Published in Nature: CSIRO scientists have co-developed a new type of membrane that has the potential to significantly boost the performance of fuel cells in electric vehicles.
Many applications that require the separation of charged particles use polymeric membranes.
An example are proton-exchange membrane fuel cells (PEMFCs), which could potentially replace conventional batteries in electric cars.
Their potential advantage is that they very efficiently convert chemical energy stored in hydrogen into electricity: at the anode of the fuel cells electrons are split off from hydrogen, then positively charged hydrogen ions and there electrons separately flow to the cathode where a reaction with oxygen takes place to produce water.
The problem is, though, that the flow of hydrogen ions requires the polymeric membranes to stay wet.
This is currently done by placing the fuel cells alongside a radiator, water reservoir and a humidifier, but this comes at the cost of large amounts of space and power.
To find a better solution, the team led by researchers from China's Hanyang University took to nature, specifically to the ordinary cactus.
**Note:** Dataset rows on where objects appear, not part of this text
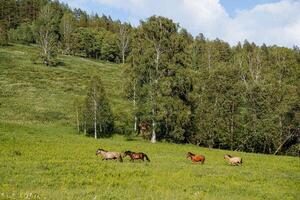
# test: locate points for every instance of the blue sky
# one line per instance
(260, 21)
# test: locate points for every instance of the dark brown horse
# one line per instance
(196, 158)
(108, 155)
(136, 156)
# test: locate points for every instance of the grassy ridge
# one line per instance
(41, 156)
(50, 161)
(38, 93)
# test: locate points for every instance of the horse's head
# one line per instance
(99, 151)
(189, 154)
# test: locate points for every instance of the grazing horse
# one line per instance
(108, 155)
(196, 158)
(136, 156)
(233, 160)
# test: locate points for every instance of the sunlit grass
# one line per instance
(42, 156)
(53, 162)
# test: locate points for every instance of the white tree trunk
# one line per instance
(77, 119)
(153, 138)
(95, 114)
(134, 108)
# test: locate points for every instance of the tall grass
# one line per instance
(41, 156)
(52, 162)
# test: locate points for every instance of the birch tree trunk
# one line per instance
(134, 108)
(95, 114)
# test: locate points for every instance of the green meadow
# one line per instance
(42, 156)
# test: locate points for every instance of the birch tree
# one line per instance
(100, 119)
(46, 29)
(123, 40)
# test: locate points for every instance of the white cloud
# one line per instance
(272, 23)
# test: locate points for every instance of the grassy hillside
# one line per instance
(51, 162)
(42, 157)
(37, 93)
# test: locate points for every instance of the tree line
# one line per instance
(185, 89)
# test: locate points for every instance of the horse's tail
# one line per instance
(147, 158)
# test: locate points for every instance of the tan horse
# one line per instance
(108, 155)
(233, 160)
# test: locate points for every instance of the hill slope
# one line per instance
(37, 93)
(41, 156)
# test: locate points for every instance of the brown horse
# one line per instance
(196, 158)
(136, 156)
(108, 155)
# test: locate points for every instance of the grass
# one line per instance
(42, 157)
(37, 93)
(51, 162)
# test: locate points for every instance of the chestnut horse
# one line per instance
(136, 156)
(196, 158)
(108, 155)
(233, 160)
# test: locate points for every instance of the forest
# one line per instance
(183, 89)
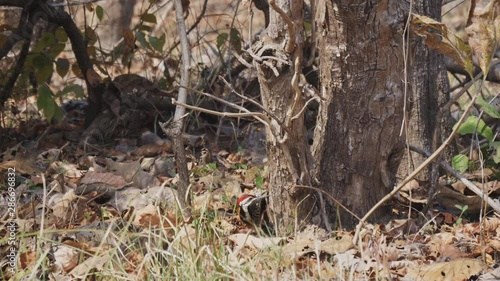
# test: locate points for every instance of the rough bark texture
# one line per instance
(288, 151)
(357, 145)
(429, 88)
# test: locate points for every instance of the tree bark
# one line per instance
(357, 143)
(287, 147)
(429, 88)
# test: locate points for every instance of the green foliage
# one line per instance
(462, 211)
(99, 12)
(489, 109)
(46, 102)
(460, 163)
(475, 125)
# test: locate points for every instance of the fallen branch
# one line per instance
(472, 187)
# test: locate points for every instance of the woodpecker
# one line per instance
(253, 210)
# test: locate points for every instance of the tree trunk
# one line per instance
(287, 147)
(429, 85)
(357, 144)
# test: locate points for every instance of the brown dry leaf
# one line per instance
(139, 198)
(331, 246)
(461, 269)
(126, 170)
(132, 261)
(93, 77)
(483, 35)
(153, 149)
(85, 268)
(106, 178)
(147, 217)
(259, 243)
(70, 170)
(66, 257)
(60, 204)
(28, 259)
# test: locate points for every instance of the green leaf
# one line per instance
(496, 146)
(77, 89)
(259, 181)
(55, 50)
(139, 36)
(149, 18)
(475, 125)
(489, 109)
(47, 40)
(99, 11)
(43, 68)
(46, 102)
(157, 43)
(221, 39)
(235, 39)
(460, 163)
(61, 35)
(62, 67)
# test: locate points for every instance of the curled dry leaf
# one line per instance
(259, 243)
(460, 269)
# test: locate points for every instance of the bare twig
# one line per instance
(415, 172)
(270, 114)
(195, 24)
(304, 108)
(472, 187)
(175, 128)
(291, 27)
(257, 115)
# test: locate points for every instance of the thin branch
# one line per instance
(289, 23)
(257, 115)
(304, 108)
(195, 24)
(415, 172)
(272, 115)
(175, 129)
(472, 187)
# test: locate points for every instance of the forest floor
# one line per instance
(78, 210)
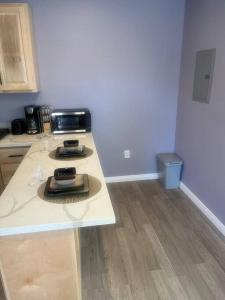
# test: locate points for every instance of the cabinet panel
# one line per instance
(13, 62)
(17, 65)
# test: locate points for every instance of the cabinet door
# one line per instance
(17, 69)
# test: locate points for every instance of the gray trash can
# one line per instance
(169, 167)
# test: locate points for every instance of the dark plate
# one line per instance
(67, 190)
(68, 152)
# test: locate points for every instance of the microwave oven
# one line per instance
(70, 121)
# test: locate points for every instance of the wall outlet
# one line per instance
(126, 153)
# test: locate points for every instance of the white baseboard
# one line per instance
(204, 209)
(138, 177)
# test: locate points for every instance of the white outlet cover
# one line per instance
(126, 153)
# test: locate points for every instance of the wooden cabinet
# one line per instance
(17, 63)
(10, 158)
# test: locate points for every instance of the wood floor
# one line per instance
(160, 248)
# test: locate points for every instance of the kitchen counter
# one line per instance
(24, 209)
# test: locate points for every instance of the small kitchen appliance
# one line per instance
(70, 121)
(32, 119)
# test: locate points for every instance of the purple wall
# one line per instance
(200, 136)
(119, 58)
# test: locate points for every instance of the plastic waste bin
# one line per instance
(169, 167)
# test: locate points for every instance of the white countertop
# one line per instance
(22, 205)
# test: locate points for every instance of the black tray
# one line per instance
(67, 190)
(69, 153)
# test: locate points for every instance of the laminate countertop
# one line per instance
(23, 206)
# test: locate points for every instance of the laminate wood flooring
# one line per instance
(161, 247)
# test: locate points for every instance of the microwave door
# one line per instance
(67, 123)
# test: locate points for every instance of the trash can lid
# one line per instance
(170, 159)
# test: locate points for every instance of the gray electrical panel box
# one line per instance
(204, 67)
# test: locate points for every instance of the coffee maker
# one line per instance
(32, 119)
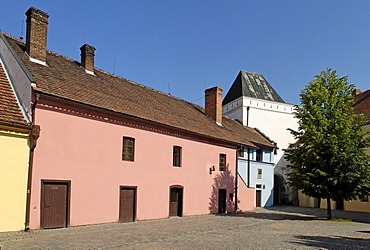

There little pores, or stomata, open in the night to allow the take up of water in the night, and close during the day to minimise transpiration.
In a similar way, the researchers applied a water repellent surface coating onto the fuel cell membranes. The coating has nanometre-scale cracks allowing the water generated during the electrochemical reaction to transpire. But when the membranes start to dry out they shrink, which causes the cracks to close thus retaining the water and keeping the membrane hydrated.
The coating removes the need for bulky external equipment to keep the membranes wet, and it makes the fuel cells up to four times more efficient in hot and dry conditions.
The researchers also believe that their coating could improve other applications using hydrated polymer membranes, including devices for water treatment and gas separation.